1. Die Autorin des Dokuments ist eine intelligente, belesene und aufgeschlossene dreißigjährige Schweizerin, die bis zur Ankunft in Keller den türkischen Vielvölkerstaat wenig kannte und bei der jeglicher Vorbehalt gegen diese oder jene ethnische Gruppe im Lande fehlte. Aus den Worten der Berichterstatterin Clara Sigrist-Hilty tönt die kühle und ausgewogene Stimme der Wahrheit und Vernunft.

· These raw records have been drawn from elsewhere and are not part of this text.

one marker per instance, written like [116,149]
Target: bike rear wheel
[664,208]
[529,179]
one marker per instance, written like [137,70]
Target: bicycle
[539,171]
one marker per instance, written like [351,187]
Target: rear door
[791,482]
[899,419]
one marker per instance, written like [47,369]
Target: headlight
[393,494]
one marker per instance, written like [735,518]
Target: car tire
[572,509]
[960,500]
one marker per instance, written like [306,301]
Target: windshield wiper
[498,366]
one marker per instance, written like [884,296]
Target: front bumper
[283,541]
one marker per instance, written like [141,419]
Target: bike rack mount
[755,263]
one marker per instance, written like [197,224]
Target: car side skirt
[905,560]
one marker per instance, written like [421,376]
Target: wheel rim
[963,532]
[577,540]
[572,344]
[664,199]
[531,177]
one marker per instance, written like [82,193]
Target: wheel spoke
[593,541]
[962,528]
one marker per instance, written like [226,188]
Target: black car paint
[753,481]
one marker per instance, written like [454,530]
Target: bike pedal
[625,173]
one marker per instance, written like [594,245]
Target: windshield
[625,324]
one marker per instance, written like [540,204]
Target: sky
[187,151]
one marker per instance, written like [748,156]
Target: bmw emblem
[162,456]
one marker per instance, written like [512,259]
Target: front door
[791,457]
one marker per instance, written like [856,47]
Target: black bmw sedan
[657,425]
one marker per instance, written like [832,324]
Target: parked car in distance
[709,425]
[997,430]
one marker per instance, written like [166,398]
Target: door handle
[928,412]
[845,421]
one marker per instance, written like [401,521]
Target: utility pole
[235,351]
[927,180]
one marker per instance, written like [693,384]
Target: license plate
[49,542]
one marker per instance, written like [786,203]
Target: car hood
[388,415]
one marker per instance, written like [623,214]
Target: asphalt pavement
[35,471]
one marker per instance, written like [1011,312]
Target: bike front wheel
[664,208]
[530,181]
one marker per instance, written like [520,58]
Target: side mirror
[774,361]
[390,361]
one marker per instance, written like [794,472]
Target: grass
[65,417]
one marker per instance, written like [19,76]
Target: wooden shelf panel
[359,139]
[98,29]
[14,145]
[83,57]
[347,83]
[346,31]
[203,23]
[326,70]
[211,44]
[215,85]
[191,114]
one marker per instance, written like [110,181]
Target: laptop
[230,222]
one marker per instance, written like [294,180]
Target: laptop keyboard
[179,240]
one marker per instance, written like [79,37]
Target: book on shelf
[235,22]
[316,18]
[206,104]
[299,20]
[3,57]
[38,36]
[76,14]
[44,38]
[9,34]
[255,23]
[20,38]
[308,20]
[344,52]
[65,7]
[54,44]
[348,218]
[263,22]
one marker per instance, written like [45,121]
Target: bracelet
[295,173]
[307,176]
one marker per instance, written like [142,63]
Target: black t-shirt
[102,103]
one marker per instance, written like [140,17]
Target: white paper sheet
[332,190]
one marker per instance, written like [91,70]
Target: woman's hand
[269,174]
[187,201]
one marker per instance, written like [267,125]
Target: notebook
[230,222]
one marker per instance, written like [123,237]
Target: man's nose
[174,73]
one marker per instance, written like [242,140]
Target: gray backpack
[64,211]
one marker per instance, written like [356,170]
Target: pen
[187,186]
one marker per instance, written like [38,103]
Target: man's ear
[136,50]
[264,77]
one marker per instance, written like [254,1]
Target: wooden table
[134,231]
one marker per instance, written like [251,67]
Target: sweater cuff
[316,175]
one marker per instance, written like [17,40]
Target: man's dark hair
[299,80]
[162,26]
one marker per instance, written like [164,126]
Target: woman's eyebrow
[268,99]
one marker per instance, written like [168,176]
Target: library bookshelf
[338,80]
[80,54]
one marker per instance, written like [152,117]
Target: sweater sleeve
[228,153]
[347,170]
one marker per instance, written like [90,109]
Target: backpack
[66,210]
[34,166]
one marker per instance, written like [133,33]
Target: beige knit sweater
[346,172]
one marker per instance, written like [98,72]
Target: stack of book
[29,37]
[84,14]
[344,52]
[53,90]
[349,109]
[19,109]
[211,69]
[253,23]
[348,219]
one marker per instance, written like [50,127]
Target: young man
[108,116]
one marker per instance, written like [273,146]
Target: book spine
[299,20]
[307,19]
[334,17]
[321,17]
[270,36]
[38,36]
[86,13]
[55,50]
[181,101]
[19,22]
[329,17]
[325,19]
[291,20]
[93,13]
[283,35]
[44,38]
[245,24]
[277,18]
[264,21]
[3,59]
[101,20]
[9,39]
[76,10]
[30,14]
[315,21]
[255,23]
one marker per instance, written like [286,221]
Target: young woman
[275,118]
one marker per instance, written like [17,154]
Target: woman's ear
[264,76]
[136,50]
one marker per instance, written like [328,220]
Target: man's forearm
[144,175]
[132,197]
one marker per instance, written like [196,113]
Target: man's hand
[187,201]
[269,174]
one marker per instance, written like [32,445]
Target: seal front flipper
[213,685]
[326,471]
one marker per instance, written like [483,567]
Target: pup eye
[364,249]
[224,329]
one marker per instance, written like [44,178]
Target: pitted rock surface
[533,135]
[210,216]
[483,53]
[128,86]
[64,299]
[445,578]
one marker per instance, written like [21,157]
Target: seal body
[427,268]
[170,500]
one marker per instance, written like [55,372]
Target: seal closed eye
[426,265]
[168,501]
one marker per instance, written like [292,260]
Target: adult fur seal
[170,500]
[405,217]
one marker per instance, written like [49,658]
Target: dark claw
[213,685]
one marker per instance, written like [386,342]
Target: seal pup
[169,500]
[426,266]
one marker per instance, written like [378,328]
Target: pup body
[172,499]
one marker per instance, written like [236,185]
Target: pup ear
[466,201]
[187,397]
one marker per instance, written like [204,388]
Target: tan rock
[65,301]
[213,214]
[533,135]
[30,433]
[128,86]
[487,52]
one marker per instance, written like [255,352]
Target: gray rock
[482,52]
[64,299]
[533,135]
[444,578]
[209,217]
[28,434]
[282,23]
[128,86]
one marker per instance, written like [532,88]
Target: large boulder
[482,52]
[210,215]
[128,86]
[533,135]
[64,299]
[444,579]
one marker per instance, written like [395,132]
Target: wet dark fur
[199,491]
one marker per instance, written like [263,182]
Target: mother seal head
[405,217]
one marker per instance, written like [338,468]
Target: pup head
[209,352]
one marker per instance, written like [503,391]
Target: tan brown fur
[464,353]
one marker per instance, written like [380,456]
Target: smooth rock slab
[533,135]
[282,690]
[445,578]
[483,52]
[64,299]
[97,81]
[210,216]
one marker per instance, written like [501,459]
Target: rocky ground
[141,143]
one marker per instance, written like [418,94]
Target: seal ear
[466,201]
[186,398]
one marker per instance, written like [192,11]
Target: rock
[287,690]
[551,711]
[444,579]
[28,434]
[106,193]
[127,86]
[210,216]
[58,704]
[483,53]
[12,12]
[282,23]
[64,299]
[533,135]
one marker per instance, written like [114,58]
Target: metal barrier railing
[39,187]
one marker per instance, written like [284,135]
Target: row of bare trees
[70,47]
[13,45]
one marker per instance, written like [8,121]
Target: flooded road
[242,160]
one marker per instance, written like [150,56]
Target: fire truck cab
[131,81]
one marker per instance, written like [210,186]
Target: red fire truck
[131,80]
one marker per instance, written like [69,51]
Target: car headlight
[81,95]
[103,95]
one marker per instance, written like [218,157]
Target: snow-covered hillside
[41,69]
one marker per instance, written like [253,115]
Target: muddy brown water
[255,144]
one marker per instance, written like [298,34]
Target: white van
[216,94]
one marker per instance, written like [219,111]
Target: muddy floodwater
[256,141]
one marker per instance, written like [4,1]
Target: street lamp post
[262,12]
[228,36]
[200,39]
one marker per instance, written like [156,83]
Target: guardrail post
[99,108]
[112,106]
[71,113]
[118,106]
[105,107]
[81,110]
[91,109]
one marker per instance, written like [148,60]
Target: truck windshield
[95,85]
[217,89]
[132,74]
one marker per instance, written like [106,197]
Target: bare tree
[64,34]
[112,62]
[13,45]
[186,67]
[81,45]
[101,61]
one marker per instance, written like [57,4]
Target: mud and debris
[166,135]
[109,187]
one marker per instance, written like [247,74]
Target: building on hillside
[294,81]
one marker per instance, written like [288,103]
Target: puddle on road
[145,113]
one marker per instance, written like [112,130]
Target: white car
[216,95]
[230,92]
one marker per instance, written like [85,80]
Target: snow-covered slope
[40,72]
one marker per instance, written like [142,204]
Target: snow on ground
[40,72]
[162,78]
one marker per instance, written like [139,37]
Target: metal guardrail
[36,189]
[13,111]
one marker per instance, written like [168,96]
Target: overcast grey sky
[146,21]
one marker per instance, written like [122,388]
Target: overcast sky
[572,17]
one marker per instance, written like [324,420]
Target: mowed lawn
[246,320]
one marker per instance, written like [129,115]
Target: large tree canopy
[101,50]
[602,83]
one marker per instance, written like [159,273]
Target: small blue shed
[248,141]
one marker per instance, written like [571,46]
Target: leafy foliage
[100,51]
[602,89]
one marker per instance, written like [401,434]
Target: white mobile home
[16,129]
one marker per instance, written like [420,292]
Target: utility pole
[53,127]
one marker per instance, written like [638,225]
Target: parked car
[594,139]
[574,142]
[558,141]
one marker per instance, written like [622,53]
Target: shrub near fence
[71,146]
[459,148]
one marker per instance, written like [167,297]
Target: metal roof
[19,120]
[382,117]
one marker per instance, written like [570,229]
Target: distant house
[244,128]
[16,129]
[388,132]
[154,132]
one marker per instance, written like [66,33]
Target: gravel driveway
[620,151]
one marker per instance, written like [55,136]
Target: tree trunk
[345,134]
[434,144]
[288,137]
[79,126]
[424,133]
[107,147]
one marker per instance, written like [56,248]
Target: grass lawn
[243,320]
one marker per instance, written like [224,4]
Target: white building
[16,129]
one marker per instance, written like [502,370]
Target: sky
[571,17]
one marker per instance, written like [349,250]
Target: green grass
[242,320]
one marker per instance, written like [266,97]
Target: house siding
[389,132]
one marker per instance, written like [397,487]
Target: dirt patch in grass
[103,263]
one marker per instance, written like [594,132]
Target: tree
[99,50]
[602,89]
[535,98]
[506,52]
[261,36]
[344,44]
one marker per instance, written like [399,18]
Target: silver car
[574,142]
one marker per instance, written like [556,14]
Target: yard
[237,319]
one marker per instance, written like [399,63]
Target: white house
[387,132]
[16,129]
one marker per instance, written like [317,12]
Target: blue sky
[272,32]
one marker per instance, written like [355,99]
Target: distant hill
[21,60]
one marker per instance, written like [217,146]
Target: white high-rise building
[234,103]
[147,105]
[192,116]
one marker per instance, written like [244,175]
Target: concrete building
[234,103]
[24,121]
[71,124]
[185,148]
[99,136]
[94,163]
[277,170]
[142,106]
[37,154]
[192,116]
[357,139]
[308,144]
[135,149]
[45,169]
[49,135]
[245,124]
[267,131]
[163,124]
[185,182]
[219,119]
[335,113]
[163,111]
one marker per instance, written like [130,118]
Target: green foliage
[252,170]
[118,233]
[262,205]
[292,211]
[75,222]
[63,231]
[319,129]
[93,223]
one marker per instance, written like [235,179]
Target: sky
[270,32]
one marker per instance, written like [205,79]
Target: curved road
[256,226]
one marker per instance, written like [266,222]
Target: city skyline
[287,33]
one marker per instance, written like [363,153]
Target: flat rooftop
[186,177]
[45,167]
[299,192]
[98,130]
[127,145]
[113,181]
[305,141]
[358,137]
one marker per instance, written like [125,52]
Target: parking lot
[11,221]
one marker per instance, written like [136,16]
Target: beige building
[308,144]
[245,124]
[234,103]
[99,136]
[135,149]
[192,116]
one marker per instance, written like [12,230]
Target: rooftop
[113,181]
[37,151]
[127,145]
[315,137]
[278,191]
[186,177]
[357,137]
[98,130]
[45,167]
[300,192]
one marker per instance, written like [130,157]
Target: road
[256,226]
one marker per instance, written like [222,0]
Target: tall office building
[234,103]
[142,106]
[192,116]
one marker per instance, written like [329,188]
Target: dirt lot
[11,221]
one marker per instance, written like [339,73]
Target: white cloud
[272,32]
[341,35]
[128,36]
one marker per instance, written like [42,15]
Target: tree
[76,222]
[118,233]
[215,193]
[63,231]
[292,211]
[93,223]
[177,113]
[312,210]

2. Clara unterscheidet sich von anderen Fremdländern, die Berichte oder Memoiren zum Armeniergenozid hinterlassen haben, dadurch, dass sie eine totale Außenseiterin ist. Ihr Aufenthalt in der Türkei war nicht geplant und ist auch nicht beruflich bedingt. Es war das ausgeprägte Pflichtbewusstsein einer weltoffenen Humanistin, das sie zur regelmäßigen Schilderung des Erlebten antrieb.

3. Claras Sondersituation gewährleistet auch ihre Unparteilichkeit. Im ersten Jahr in der Türkei ist sie sozusagen auf Hochzeitsreise, im zweiten Jahr erwartet sie ihr erstes Kind, im dritten wird sie Mutter. Clara ist während ihres dreijährigen Aufenthaltes in der Türkei ständig hin- und hergerissen zwischen ihrem Streben nach persönlichem Glück und den von draußen auf sie eindrängenden bedrückenden Bildern eines Völkermords. Im ersten Jahr klagt sie darüber nachdrücklich in ihrem Tagebuch: «Hier müsste man mit der Zeit herzkrank werden oder selbst grausam» (1. Oktober 1915). Oder: «Wenn man das nicht mehr hätte sehen müssen!» (9. Oktober 1915). Mit der Zeit nimmt sie einen gewissen Abstand von den Ereignissen und versucht, sie zu relativieren. Zuweilen wirken ihre Tagebucheinträge erstaunlich neutral, ja teilnahmslos. Doch die ständigen «Marienbilder» von draußen haben eine starke Wirkung auf sie. Am 27. März 1917, nachdem sie ihren Erstling geboren hatte, schreibt sie: «Der Kleine lacht und plaudert auf dem Sofa zu unserem Frühstückstisch herüber, während unten in der Ebene die Armen wandern, ebenso kleine Geschöpfe mit sich tragend.» Umso gewichtiger und aussagekräftiger sind Claras Bezeugungen, die in diesem Spannungsfeld entstehen.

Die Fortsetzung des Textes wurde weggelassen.